Coloco a um lado as convicções partidárias, mesmo as mais fervorosas e dependentes por razões várias. Faço apenas um exercício tendo como ponto de partida as sondagens que, alegadamente, repito, alegadamente, dizem existir um equilíbrio entre a Coligação PSD/CDS e o Partido Socialista, com os restantes partidos a uma larga distância. E neste pressuposto, questiono-me: quantos funcionários públicos, em geral, que foram tratados a pontapé, reduzindo-lhes salários através de uma enormíssima carga fiscal (não só) e direitos sociais conquistados, poderão votar na Coligação? Quantos, em particular, professores que há anos têm as suas carreiras congeladas, que são vítimas do espezinhamento profissional por dispensa (nos últimos quatro anos, Nuno Crato abateu 11.000 professores ao quadro e, este ano, 23.000 não conseguiram colocação) ou um estranho conceito de mobilidade, poderão votar na Coligação? Quantos reformados e pensionistas espoliados e ofendidos na sua dignidade, que viram os seus contratos rasgados, poderão votar na Coligação? Quantos médicos e enfermeiros, recentes e mais antigos, vítimas da exploração profissional, poderão votar na Coligação? Quantos jovens desempregados poderão votar na Coligação? Quantos, vítimas do papel comercial do BES, emigrantes ou residentes, os próprios titulares e seus familiares, que se manifestam por todo o país, poderão votar na Coligação?

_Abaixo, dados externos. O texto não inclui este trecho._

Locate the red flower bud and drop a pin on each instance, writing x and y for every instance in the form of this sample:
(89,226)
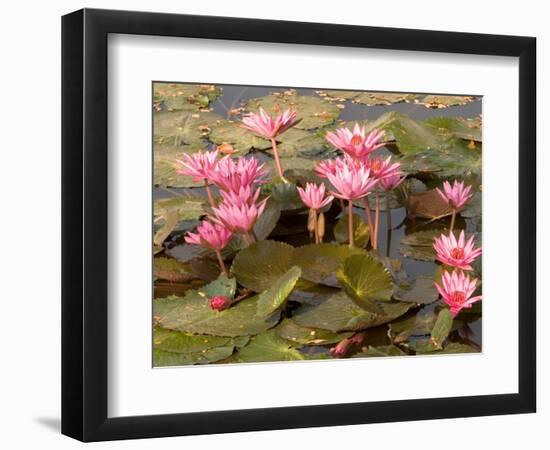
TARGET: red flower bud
(220,302)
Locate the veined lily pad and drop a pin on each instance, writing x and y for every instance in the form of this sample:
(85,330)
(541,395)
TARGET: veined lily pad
(258,266)
(165,359)
(366,281)
(444,101)
(361,231)
(274,298)
(422,292)
(337,312)
(313,112)
(268,346)
(181,96)
(289,330)
(320,262)
(171,269)
(241,139)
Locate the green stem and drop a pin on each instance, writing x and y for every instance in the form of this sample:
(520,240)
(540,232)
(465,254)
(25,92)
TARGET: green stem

Quantos trabalhadores do sector empresarial privado, a recibo-verde ou não, sujeitos cada vez a mais horas de trabalho e remunerações mais baixas, sujeito a um banco de horas, poderão votar na Coligação? Quantos polícias, os milhares que se manifestaram nas escadarias da Assembleia da República, votarão na Coligação? Quantos militares que reunidos nas suas associações (oficiais, sargentos e praças) dos três ramos das Forças Armadas, ofendidos na sua dignidade, votarão na Coligação? Quantos cidadãos que tiveram de hipotecar ou devolver à banca o seu património em função de uma estúpida austeridade, poderão votar na Coligação? Quantos trabalhadores vítimas das privatizações a eito, muitas delapidando a riqueza nacional, ainda assim estão disponíveis para votar na Coligação PSD/CDS? E já agora, as manifestações, algumas com mais de cem mil pessoas, foram levianas, não sentidas e absolutamente deslocadas da realidade?
Há qualquer aqui que não bate certo. Estas sondagens deixam qualquer pessoa com a "pulga atrás da orelha". Serão verdadeiras? Duvido. Estará o povo a ser sincero? Duvido. Perante os factos, quando hoje se sabe que outro poderia ter sido o caminho, quando a dívida em percentagem do PIB está substancialmente pior do que estava, quando os mesmos de sempre (FMI e quejandos) apontam para a necessidade de mais austeridade (sempre a mesma receita), quando, dizem, os "cofres estão cheios" mas não devolvem o produto do roubo, pergunto-me se a "bota dá com a perdigota"?
NOTA
Li, no Funchal Notícias, uma oportuna reflexão sobre este tema da autoria do Dr. Mota Torres. Vale a pena sua leitura. Aqui.
Ilustração: Google Imagens.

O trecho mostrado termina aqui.